BEIJING -- Sinochem Group and ChemChina are taking steps toward forming a single mega-sized, state-owned company with over $150 billion in annual sales, following up on their decision this month to integrate agrochemical businesses.
Publicly listed subsidiaries of both groups said Thursday that they received a letter saying Sinochem and ChemChina are "planning for a strategic restructuring." No further details were provided.
"The two groups could strengthen their cooperation in areas like rubber and tires, and could advance negotiations for a full merger," an industry insider said.
Sinochem was originally a petrochemical importer, and is a key player in chemical fertilizers and pesticides. It also purchased oil assets in Colombia from French oil major Total. It logged 586.3 billion yuan (84.5 billion) in revenue in 2019.

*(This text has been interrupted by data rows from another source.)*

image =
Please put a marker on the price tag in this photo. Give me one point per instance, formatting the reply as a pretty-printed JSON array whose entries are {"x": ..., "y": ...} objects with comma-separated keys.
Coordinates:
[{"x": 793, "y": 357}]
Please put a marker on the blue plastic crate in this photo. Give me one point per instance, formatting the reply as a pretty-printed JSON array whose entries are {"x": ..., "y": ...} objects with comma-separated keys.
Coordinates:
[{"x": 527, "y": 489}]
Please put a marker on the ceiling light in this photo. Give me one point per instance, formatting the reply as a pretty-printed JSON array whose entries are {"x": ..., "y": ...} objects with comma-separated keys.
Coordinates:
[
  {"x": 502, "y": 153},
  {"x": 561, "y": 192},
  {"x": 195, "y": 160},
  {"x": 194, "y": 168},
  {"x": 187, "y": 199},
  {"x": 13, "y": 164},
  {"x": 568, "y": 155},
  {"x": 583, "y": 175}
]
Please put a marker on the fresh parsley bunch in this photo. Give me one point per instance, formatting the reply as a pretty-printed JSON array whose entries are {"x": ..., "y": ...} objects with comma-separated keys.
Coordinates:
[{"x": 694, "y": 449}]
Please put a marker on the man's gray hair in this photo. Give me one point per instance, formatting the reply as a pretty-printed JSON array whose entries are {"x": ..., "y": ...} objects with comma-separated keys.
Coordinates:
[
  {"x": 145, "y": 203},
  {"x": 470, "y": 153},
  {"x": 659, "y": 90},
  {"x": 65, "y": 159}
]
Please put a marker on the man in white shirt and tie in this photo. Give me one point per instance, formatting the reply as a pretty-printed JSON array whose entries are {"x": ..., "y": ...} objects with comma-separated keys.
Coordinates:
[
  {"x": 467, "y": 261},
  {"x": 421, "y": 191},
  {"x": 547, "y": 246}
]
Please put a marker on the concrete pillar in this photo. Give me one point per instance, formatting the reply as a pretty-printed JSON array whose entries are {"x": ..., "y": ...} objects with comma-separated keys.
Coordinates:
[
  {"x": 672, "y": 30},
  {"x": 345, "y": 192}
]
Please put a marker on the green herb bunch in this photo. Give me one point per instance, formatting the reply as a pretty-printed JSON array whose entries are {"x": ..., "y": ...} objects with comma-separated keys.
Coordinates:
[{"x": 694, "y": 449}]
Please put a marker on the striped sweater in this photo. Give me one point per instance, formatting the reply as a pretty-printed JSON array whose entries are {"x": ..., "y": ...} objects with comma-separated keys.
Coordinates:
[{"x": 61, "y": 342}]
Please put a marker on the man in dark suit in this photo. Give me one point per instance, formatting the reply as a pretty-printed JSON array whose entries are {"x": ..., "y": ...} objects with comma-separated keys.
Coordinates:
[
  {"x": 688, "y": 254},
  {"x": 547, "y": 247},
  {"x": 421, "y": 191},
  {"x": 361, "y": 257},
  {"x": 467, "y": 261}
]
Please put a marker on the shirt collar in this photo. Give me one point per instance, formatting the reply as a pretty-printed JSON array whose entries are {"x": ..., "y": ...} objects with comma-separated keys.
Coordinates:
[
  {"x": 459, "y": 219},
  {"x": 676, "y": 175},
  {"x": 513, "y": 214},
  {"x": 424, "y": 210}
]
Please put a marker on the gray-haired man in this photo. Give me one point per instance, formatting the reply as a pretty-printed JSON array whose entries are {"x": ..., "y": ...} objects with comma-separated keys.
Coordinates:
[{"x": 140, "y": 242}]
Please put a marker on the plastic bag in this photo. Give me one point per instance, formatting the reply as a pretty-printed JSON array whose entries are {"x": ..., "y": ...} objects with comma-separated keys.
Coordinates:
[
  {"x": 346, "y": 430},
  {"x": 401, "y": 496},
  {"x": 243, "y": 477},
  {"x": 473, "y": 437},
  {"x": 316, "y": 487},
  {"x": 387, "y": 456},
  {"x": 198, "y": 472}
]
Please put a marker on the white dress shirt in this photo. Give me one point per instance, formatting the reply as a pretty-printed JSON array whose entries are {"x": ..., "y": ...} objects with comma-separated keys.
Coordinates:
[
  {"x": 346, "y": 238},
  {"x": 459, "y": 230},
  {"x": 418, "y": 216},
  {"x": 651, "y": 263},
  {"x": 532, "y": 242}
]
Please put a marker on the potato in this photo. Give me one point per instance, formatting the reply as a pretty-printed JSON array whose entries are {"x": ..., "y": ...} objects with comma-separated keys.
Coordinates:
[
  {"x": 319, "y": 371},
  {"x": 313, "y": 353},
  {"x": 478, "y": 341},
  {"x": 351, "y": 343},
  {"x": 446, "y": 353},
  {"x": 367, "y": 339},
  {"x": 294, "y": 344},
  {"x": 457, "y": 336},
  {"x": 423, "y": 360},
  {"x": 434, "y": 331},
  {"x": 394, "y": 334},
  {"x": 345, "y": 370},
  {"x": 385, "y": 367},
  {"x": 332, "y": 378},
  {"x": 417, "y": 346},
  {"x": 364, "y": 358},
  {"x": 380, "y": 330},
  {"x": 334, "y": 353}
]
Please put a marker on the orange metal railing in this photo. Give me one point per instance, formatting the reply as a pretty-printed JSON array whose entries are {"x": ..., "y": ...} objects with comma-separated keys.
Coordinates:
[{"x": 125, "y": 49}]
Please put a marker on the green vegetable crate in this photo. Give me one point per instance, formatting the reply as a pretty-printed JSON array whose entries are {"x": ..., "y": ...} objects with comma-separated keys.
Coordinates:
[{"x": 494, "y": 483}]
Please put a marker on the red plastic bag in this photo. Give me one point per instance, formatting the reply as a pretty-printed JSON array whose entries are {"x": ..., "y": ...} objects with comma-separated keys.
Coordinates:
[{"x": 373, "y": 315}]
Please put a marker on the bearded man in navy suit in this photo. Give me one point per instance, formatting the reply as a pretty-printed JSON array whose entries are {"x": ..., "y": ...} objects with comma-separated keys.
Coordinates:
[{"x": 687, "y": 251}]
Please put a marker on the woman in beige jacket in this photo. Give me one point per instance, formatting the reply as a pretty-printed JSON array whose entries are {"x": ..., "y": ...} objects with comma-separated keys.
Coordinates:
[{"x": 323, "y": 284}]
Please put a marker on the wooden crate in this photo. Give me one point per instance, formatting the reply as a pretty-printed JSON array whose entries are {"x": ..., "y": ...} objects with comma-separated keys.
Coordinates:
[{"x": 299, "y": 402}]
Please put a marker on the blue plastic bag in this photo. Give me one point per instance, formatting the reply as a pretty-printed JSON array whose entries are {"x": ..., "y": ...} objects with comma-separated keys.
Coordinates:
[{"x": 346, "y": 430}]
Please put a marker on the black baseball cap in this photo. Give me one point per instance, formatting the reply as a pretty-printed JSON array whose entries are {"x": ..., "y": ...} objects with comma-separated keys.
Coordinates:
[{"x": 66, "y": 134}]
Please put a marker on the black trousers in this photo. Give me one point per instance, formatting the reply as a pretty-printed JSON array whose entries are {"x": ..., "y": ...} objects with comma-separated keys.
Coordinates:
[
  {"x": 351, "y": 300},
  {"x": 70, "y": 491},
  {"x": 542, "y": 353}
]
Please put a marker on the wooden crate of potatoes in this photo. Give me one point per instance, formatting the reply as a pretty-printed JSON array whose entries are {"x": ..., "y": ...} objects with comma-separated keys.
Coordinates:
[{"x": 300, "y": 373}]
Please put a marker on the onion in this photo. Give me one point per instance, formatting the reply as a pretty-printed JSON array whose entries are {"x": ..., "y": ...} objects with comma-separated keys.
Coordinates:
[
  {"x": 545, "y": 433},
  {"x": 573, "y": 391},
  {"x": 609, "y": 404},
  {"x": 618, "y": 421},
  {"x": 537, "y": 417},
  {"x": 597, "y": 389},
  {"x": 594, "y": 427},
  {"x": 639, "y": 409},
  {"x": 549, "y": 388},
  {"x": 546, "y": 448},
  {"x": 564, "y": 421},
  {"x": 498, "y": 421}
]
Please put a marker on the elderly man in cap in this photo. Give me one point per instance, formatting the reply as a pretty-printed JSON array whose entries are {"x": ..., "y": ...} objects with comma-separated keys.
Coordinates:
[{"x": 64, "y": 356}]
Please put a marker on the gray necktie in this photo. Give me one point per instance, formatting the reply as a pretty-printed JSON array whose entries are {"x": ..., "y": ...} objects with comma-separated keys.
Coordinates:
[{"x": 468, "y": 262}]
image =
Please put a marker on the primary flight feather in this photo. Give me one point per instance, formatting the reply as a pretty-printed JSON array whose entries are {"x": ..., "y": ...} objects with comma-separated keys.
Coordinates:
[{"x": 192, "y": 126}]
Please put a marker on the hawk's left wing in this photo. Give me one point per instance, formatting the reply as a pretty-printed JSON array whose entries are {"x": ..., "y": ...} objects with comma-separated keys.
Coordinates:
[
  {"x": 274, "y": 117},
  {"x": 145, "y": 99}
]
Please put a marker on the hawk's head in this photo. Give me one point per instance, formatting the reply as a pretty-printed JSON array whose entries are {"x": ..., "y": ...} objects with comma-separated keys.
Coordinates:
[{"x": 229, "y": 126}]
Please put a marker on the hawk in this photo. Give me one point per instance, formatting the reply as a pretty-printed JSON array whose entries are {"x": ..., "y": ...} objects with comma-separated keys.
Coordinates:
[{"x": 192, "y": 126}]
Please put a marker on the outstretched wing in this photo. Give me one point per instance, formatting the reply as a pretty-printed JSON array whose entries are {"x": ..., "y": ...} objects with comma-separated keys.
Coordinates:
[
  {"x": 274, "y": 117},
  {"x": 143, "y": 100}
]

ChemChina, officially China National Chemical Corp., was created out of a merger of state-owned chemical factories. It acquired Italian tire maker Pirelli in 2015 and Swiss agrochemical maker Syngenta in 2017, the latter for $43 billion. It made 500 billion yuan in sales last year, according to Chinese media reports.
There has been talk of a potential merger since 2016, when Ning Gaoning, who helped grow China Oil & Foodstuffs, was appointed chairman of the then-struggling Sinochem. The Chinese government was believed to be working toward merging Sinochem and ChemChina into a more competitive entity.
In 2018, Ning was also appointed the chairman of ChemChina, and has been looking to boost cooperation between the two groups. As part of this, the groups agreed on Jan. 5 that ChemChina will acquire Sinochem's agricultural business, as they seek to boost profits through greater scale.
Still, obstacles remain for further cooperation. Some insiders believe the treatment of overseas subsidiaries stand in the way for a full merger.